Post‐Fire Litter Microsites: Safe for Seeds, Unsafe for Seedlings

Abstract
We explore the effect of post—fire microsites on seed and seedling distribution and hence their potential role in community restoration. A summer wildfire and control burn in a sclerophyll shrubland in mediterranean Australia produced mosaics of physically and chemically contrasting microsites of litter and sand. Most seeds (>75%) of all species released from the burnt canopies fell, or were redispersed by wind, into the litter patches after both fires. Data on microsite characteristics and wind exposure (fire intensity), height of fruits, time of release, and seed properties were required to interpret relative distribution between the litter and sand patches. Seeds remained equally viable (up to 100%) over summer—autumn in the litter and sand and had equally high rates and levels (up to 100%) of subsequent winter germination. However, seedlings were 2—3 times less likely to survive in the litter and survivors were 35% smaller than those in the sand by the end of the first summer. Banksia hookeriana was particularly vulnerable to microsite properties, whereas the needle—leaved Hakea polyathema showed only minor responses.
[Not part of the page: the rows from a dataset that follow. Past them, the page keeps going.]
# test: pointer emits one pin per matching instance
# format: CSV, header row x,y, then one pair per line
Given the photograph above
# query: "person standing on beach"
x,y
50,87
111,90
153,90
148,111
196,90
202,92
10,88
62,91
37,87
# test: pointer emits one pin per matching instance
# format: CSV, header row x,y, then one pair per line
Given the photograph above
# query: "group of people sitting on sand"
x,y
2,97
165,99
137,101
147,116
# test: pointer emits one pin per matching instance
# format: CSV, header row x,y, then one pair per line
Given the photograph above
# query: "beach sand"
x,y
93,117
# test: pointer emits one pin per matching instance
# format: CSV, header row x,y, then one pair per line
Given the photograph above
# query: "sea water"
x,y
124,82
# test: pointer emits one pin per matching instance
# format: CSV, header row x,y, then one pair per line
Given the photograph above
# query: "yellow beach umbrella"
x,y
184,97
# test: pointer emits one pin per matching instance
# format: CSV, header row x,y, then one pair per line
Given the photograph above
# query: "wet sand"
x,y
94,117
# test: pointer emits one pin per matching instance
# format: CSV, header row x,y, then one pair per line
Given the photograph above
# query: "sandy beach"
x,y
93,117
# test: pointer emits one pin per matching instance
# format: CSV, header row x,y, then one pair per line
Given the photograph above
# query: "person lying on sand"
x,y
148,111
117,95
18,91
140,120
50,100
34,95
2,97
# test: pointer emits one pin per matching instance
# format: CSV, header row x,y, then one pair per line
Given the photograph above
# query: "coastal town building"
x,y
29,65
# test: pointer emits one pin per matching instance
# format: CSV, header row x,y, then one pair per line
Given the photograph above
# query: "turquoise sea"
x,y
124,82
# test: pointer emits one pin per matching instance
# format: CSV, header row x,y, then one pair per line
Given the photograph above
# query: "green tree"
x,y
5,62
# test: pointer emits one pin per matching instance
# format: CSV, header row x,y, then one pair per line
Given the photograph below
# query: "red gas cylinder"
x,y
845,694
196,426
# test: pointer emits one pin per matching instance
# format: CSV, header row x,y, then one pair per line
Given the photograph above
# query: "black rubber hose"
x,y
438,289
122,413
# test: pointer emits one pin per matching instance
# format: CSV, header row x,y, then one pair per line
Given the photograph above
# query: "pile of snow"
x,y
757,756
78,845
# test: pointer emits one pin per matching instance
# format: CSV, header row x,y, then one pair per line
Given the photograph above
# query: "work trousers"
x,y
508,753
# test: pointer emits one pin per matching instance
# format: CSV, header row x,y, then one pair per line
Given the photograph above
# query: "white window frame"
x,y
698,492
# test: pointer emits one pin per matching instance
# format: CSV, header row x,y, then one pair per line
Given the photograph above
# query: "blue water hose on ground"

Pre—summer thinning of seedlings in the litter increased survival of the remainder by 2 times and size of the survivors by 31%. The fire—sensitive, small—seeded B. hookeriana had 17 times more seeds in the backburn litter than the resprouting, larger—seeded B. attenuata, which more than compensated for its 3 times greater seedling mortality levels over the dry summer. Recruitment of species prone to density—dependent mortality in the litter was enhanced by the retention of some seeds in the sand where competition for water was minimal, as indicated by the 2.2 times greater stomal conductance of their seedlings in early summer.